Que sont les variants et que savons-nous au sujet de l’efficacité des vaccins contre eux?

Chaque fois que le virus se transmet d’une personne à l’autre, il y a une possibilité de mutation. La grande majorité des mutations ne changent pas les caractéristiques du virus ou, si elles le font, ce n’est pas significatif. Il y a trois variants principaux qui sont préoccupants : le B117, qui a d’abord été identifié au Royaume-Uni et qui est associé à une plus forte transmissibilité et une plus grande gravité de la maladie. Le suivant est le B1351, qui a été identifié en Afrique du Sud et qui est associé à une plus grande transmissibilité. Les deux autres, soit le P1 et le P2, ont été identifiés au Brésil. Est-ce que le Moderna fonctionne contre les variants? Pour les variants d’Afrique du Sud et du Royaume-Uni, la réponse est oui. Pour ce qui est des variants brésiliens, nous attendons encore les résultats des recherches. Alors il y a certaines préoccupations, mais jusqu’à maintenant nous sommes assez contents – le Moderna semble fonctionner très bien et nous continuons d’être à l’affût de toute indication du contraire. 

Que diriez-vous à ceux qui pourraient être encore hésitants?

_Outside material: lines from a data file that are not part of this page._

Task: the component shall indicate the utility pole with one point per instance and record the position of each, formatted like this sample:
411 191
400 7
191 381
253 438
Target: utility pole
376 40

À parler franc, choisir de ne pas recevoir le vaccin, ça veut dire que vous n’aurez pas mal au bras, mais que vous aurez un risque accru de contracter la COVID-19 et toutes les conséquences graves pour la santé qu’elle entraîne. Sans oublier que vous demeurerez plus susceptible de la transmettre à autrui. Je ne veux pas être extrême ou dramatique, mais la COVID-19 a réellement perturbé les opérations des FAC. Pour chaque cas au sein d’une unité, on compte en moyenne 12 personnes qui doivent se mettre en quarantaine. Alors chaque cas – et nous en avons eu notre part – a une incidence majeure. Il ne s’agit pas seulement de recevoir le vaccin pour vous en tant qu’individu. À une plus grande échelle démographique, une fois que nous aurons une proportion assez forte de personnes immunisées, nous pourrons examiner comment réduire graduellement les exigences de la quarantaine. Soyez informés et soyez vaccinés. Si vous avez une question, c’est légitime. Nous ne voulons pas que les gens viennent à contrecœur. Nous n’essayons pas de leurrer les gens pour qu’ils soient vaccinés. Le vaccin est sécuritaire et la COVID-19 est dangereuse.